I am trying to implement Fisher-Markov Algorithm using PyTorch (Eq. 19).

This is my CPU implementation:

``````import numpy as np

def fisher(X, y, n_class=10, n_features=30810, gamma=-0.5, beta=0):

theta = []
n = X.shape

C = [[] for _ in range(n_features)]
for j,c in enumerate(y):
C[int(c)].append(int(j))

for j in range(n_features):
# part 1
k = 0
for g in range(n_class):
# Get index class-g
i = np.asarray(C[g])
k += (1 / len(i)) * np.sum(np.dot(np.asarray([X[i,j]]).transpose(),[X[i,j]]))
k *= (1 / n)

# part 2
l = np.dot(X[:,j], X[:,j])
l *= (gamma / n)

# part 3
m = np.sum(np.dot(np.asarray([X[:,j]]).transpose(), [X[:,j]]))
m *= (gamma - 1) / (n * n)

theta.append((k - l + m, j))

theta = np.asarray(sorted(theta, key=lambda x:x, reverse=True),dtype=int)

return theta[:beta]
``````

and this is my GPU version:

``````import numpy as np
import torch

def fisher(X, y, n_class=10, n_features=30810, gamma=-0.5, beta=0):

theta = Variable(torch.Tensor(*n_features)).cuda()
C = [[] for _ in range(n_class)]
for j,c in enumerate(y.data):
C[int(c)].append(int(j))
n = X.size()
C = [torch.from_numpy(np.asarray(ii, dtype=int)).cuda() for ii in C]
L = torch.sum(X*X,0)

for j in range(n_features):
# part 1
k = 0
for g in range(n_class):
i = C[g]
u = X[i][:,j].contiguous().view(-1,X[i][:,j].size())
k += (1 / i.size()) * torch.sum(torch.mm(torch.t(u),u))
k *= (1 / n)

# part 2
l = L[j]
l = l * (gamma / n)

# part 3
v = X[:][:,j].contiguous().view(-1, X[:][:,j].size())
m = torch.sum(torch.mm(torch.t(v), v))
m = m * ((gamma - 1) / (n * n))

res = k - l + m
theta[j] = res.data

theta = torch.sort(theta, 0, descending=True)

return theta[:beta]
``````

And the result shows GPU vesion much slower than CPU version. I hope somebody here can give some advices or show me what kind of improvement I can do in this source code, so my GPU version can run faster.
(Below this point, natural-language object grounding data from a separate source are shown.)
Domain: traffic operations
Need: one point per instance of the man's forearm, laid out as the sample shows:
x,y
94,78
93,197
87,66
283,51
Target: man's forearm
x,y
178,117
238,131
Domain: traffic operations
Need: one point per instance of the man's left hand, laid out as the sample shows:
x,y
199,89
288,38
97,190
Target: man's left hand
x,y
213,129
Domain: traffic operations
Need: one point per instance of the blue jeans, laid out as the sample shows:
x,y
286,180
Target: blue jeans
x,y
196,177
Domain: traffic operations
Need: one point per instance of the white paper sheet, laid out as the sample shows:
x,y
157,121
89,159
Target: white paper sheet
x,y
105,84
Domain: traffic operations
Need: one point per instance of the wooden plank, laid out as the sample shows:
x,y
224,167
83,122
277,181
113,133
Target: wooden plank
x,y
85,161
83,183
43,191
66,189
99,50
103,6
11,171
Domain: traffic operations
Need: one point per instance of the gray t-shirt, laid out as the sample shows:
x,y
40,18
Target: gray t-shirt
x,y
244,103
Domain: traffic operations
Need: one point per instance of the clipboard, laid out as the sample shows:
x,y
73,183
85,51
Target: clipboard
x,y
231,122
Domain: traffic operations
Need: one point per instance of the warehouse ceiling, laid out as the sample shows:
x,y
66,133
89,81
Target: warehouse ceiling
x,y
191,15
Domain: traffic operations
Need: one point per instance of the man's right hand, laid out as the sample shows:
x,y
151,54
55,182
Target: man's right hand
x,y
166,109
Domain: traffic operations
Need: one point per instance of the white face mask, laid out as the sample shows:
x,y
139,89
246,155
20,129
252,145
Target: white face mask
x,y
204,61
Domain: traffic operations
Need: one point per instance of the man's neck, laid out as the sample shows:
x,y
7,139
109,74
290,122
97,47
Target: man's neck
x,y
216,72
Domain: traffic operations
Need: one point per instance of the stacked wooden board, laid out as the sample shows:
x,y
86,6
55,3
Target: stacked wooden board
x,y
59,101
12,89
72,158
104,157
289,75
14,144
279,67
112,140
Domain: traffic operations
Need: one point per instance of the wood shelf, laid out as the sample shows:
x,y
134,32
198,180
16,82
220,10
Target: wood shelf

I use pytorch version 0.2.0. `n_features` is around 20,000, `n` is around 1000, and `n_class` is 10. My implementation may slightly different with original equation.

Thank You

The GPU code could be faster if you vectorize (or batch) some operations. For example, for loops are generally slow because you’d launch a few cuda kernels per loop of the for loop, for every loop. Because your `n_class` and `n_features`are large, this means many cuda kernels get launched (and launching these things have overhead).

``````        k = 0
for g in range(n_class):
i = C[g]
u = X[i][:,j].contiguous().view(-1,X[i][:,j].size())
k += (1 / i.size()) * torch.sum(torch.mm(torch.t(u),u))
k *= (1 / n)
``````

I’m not really sure what you’re trying to do here but if you can replace the for loop purely with operations on the `Variable`, it’ll be faster to run with the GPU.